The sixth, seventh, eighth, and ninth sweltered by, marked only by the nightly trips of the Bennys, the Burnses, and the Bakers to some air-cooled restaurant where they talked far into the closing hours. Inevitably, someone would stop at the table, fix Jack with a sympathetic eye and ask, "How are you getting along. Jack? Really, I mean."
It began to prey on Jack's already unsteady nervous system. He said to George Burns one evening, "How do you think I look?"
"About thirty-eight," said the man who has known him since he was eighteen.
On the night of July fifteenth, Paul Hahn (president of the American Tobacco Company) gave a party to which all the ladies- and gentlemen-in-waiting were invited. Joan had never looked lovelier — nor more remote from the hospital. Jack spent the evening trying to avoid people who wanted to tell him the joke about the twins who refused to be born because they were so polite that neither would go first.
At seven on the morning of a sweltering, shimmering July sixteenth, Seth telephoned to say that he and Joan were at the hospital. Jack and Mary were still trying to get showered, dressed, and breakfasted in order to charge into the waiting room when Seth called again at eight to say that Michael had made his debut. All critics' reviews were raves — Michael looked like a smash hit.
After their trip to the hospital to meet Michael and to check on Joan's condition (she was doing wonderfully), Jack and Mary departed to go on separate errands. Mary had postponed several weeks of essential shopping, not wanting to be away from Joan at a critical time, but now she could descend on the shops with an easy mind. She agreed to meet Jack at their Sherry-Netherland suite at five.
He was ten minutes late. "Because a fellow can't do a thing like this in a rush. There are too many details to be checked," he explained.
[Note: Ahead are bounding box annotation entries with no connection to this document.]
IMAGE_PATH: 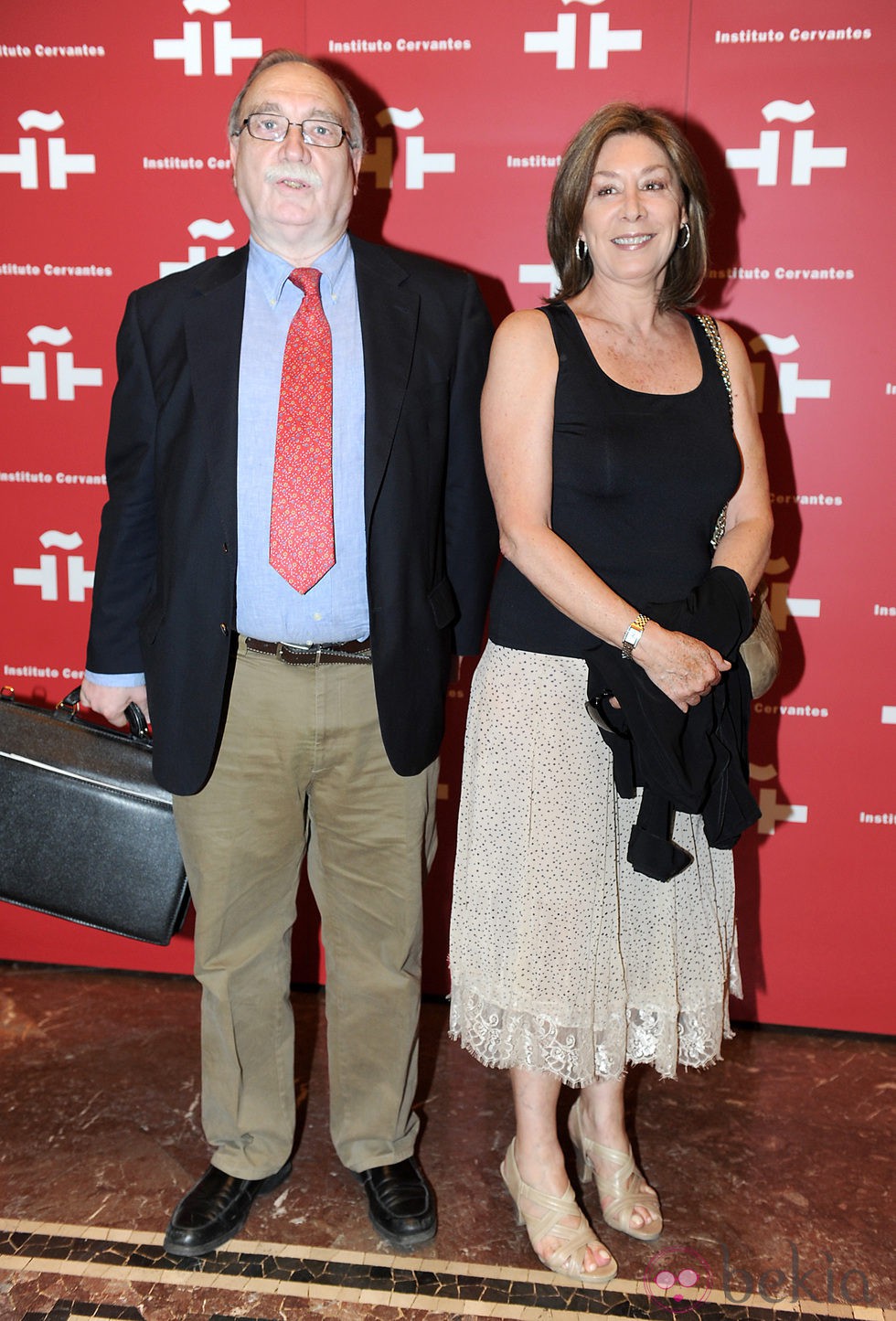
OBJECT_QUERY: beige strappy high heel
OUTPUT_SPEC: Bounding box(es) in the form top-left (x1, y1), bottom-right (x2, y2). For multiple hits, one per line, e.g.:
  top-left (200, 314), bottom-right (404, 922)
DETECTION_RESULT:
top-left (570, 1101), bottom-right (662, 1243)
top-left (501, 1139), bottom-right (618, 1286)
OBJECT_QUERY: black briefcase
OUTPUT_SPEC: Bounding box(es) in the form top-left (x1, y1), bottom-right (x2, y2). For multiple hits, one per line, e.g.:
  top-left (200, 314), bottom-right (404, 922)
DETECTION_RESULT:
top-left (0, 688), bottom-right (189, 944)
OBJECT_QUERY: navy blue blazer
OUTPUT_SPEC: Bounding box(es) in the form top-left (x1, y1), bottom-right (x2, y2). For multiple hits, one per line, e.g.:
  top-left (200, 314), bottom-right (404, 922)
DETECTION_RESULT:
top-left (87, 237), bottom-right (496, 794)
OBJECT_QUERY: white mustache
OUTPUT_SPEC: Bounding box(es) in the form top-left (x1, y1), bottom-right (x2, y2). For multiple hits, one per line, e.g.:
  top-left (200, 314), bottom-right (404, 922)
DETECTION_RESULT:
top-left (264, 161), bottom-right (324, 187)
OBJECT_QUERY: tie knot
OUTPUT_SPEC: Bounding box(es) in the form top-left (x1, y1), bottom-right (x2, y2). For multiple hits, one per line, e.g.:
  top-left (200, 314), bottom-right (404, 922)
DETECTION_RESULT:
top-left (290, 265), bottom-right (320, 297)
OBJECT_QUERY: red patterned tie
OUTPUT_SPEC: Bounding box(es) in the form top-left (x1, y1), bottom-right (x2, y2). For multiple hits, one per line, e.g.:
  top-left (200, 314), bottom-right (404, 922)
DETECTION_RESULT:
top-left (270, 267), bottom-right (336, 591)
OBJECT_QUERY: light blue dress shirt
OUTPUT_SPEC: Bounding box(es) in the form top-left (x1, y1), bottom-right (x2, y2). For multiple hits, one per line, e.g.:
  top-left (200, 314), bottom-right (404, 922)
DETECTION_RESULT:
top-left (237, 235), bottom-right (370, 645)
top-left (86, 234), bottom-right (370, 687)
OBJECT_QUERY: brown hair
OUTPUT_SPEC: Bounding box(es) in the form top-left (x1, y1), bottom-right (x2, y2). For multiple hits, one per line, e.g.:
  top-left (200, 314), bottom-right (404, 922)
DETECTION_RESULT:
top-left (228, 47), bottom-right (363, 156)
top-left (547, 101), bottom-right (709, 312)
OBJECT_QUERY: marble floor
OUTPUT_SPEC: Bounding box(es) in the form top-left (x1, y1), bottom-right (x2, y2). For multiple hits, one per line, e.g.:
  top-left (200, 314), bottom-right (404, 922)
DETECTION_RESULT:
top-left (0, 963), bottom-right (896, 1321)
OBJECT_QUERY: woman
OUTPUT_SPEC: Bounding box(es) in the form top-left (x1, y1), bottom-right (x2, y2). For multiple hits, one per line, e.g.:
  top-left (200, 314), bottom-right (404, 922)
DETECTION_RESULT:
top-left (451, 103), bottom-right (772, 1284)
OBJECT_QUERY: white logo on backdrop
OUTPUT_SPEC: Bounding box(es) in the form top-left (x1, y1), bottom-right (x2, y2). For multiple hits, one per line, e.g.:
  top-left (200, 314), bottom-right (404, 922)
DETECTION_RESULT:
top-left (726, 101), bottom-right (846, 187)
top-left (750, 335), bottom-right (831, 413)
top-left (750, 761), bottom-right (809, 835)
top-left (0, 326), bottom-right (103, 401)
top-left (158, 219), bottom-right (234, 277)
top-left (765, 555), bottom-right (821, 633)
top-left (361, 106), bottom-right (454, 192)
top-left (12, 528), bottom-right (94, 601)
top-left (152, 0), bottom-right (261, 78)
top-left (0, 110), bottom-right (97, 189)
top-left (523, 0), bottom-right (642, 69)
Pridefully, he pulled the wrappings off a junior golf bag and a full set of clubs.
"Oh, Jack,'" said Mary.
So far, however, Rochester has had the last word. When he was told that Jack was now known as "Grandfather, J.G." — and the "J.G." was identified as "Junior Grade"— he sniffed. "That's nuthin'," he said emphatically. "In twenty years, when Michael becomes a father, Mr. Benny will be the only great grandfather in the new Kinsey report — still thirty-nine!"